Comecemos por examinar, com cuidado, o argumento ontológico. Sua inadequação como prova da existência de Deus foi admitida por vários pensadores, antes e depois de Kant. Não precisamos, pois, necessariamente, ir ao filósofo de Königsberg para encontrar a refutação mais robusta dele. Karl Barth, por exemplo, escreveu sobre o tema uma monografia indispensável, por demonstrar não apenas que o argumento não prova a existência de Deus como que nunca foi objetivo de Santo Anselmo prová-la. Para Barth, o que Anselmo pretendia está claramente indicado nas fórmulas de sua autoria que podem ser utilizadas como critérios de elucidação do clássico argumento: Credo ut intelligam (creio para compreender) e Fides quaerens intellectum (fé que busca compreensão).
Essas fórmulas mostram que Anselmo usava a razão para desenvolver algo dado anteriormente na fé. Buscava provar que o dogma a que chegamos por fé é também racional, vale dizer, que é possível extrair do dogma de que Deus é o ser supremo uma consequência relevante por meios racionais, a saber: que, se Deus não existisse, algo maior do que ele existiria, o que implicaria contradição. Portanto, se não quisermos que a Teologia albergue contradições, teremos de admitir que Deus existe não só no intelecto, mas também objetivamente.

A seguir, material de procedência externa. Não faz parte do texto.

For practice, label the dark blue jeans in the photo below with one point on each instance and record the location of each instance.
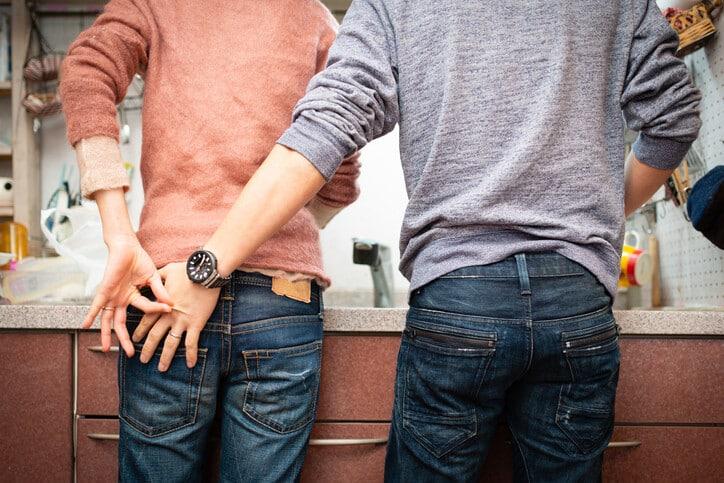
(259, 363)
(531, 340)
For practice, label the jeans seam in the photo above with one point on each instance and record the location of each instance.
(277, 322)
(522, 455)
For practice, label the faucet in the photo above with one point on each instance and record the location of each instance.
(377, 256)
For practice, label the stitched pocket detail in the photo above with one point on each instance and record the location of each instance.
(585, 412)
(283, 386)
(156, 403)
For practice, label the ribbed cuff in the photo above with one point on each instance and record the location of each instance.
(313, 142)
(100, 165)
(660, 153)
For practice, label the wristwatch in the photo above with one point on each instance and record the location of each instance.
(201, 268)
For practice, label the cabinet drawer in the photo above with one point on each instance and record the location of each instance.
(97, 376)
(667, 454)
(670, 381)
(345, 462)
(97, 451)
(36, 404)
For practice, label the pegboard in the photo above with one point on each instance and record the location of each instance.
(692, 268)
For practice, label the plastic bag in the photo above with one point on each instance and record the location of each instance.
(85, 243)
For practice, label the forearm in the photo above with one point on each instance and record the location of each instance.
(641, 182)
(282, 185)
(116, 222)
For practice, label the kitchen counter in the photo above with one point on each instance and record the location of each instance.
(340, 319)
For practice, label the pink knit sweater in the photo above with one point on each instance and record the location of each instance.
(221, 79)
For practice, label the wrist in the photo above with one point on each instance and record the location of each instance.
(222, 259)
(117, 239)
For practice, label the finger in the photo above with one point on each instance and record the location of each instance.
(106, 323)
(157, 333)
(148, 306)
(96, 306)
(158, 289)
(173, 339)
(119, 327)
(144, 326)
(192, 345)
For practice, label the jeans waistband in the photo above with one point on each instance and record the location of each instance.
(240, 278)
(523, 266)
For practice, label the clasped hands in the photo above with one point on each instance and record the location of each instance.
(180, 307)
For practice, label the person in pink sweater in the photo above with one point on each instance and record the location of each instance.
(221, 81)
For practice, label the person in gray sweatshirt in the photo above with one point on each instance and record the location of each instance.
(511, 118)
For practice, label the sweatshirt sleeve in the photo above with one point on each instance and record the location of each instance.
(99, 67)
(354, 100)
(658, 97)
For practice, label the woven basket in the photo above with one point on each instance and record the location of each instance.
(42, 104)
(694, 26)
(43, 68)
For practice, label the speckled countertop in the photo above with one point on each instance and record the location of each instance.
(356, 319)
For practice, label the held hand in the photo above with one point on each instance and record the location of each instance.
(128, 268)
(193, 305)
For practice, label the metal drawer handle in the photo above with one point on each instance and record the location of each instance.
(103, 436)
(347, 442)
(97, 348)
(313, 442)
(624, 444)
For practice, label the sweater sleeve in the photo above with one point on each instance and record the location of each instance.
(354, 100)
(658, 97)
(100, 165)
(342, 190)
(99, 67)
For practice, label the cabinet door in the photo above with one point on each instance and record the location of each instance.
(340, 461)
(97, 376)
(97, 451)
(666, 454)
(358, 377)
(36, 406)
(670, 381)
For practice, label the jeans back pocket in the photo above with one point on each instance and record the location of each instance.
(586, 405)
(157, 403)
(283, 386)
(442, 370)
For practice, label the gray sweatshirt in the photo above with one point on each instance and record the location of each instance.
(510, 115)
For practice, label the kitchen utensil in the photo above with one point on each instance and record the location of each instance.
(6, 192)
(14, 240)
(636, 264)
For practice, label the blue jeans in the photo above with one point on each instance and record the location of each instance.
(259, 364)
(531, 340)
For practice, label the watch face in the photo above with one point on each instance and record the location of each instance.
(200, 266)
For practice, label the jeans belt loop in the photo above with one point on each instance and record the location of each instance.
(523, 276)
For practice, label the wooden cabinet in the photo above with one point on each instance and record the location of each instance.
(668, 400)
(96, 458)
(358, 377)
(36, 407)
(97, 377)
(670, 381)
(667, 454)
(336, 461)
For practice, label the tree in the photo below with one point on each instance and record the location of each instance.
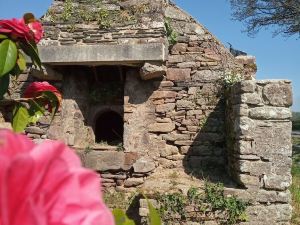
(284, 15)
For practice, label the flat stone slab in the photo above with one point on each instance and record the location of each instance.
(102, 54)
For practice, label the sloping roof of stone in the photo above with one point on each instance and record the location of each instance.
(111, 22)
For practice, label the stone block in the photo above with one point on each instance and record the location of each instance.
(149, 71)
(179, 48)
(175, 13)
(89, 54)
(254, 168)
(278, 94)
(270, 113)
(163, 94)
(5, 125)
(161, 127)
(246, 86)
(130, 158)
(105, 160)
(248, 181)
(244, 126)
(186, 104)
(206, 76)
(245, 147)
(169, 150)
(133, 182)
(165, 108)
(267, 215)
(175, 74)
(251, 99)
(144, 165)
(35, 130)
(175, 58)
(277, 182)
(175, 137)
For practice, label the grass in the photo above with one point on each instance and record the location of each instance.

Nas palavras do próprio Barth: "O que Anselmo considera como tendo sido provado [...] é que a coisa descrita como aliqiud quo maius cogitari non valet [Deus] tem existência não somente no intelecto, mas também tem existência objetiva (e até esse ponto genuína). Agora, até onde isso foi provado? Até onde foi mostrado que Deus existe no intelecto do ouvinte quando o Nome de Deus [exatamente o aliqiud quo maius] é proclamado, entendido e ouvido. Mas, ele não pode meramente existir no intelecto do ouvinte, pois um Deus que existe meramente assim permanece em uma contradição impossível com o seu próprio Nome" (BARTH, Karl. Fé em busca de compreensão - fides quaerens intellectum. 2ª ed., São Paulo: Fonte, 2003. pp. 137-138).
Barth conclui: “Se essa é uma prova, então é a prova de um artigo de fé que ainda continua sendo verdadeiro mesmo à parte de toda prova. A afirmação positiva [a existência de Deus] não pode ter a sua origem examinada, pois ela se origina na revelação" (idem. pp. 138-139).
Isso significa que o argumento ontológico, como Anselmo o concebeu, prova que um item de fé, o Nome de Deus (aliqiud quo maius), implica a existência de Deus, nada além disso. Um item de fé não é um dado da realidade. Só podemos derivar a existência de algo de um dado da realidade. Não é diferente com Deus. Até esse ponto, portanto, a prova ontológica permanece um procedimento analítico que, como tal, não envolve substantificação de ideias.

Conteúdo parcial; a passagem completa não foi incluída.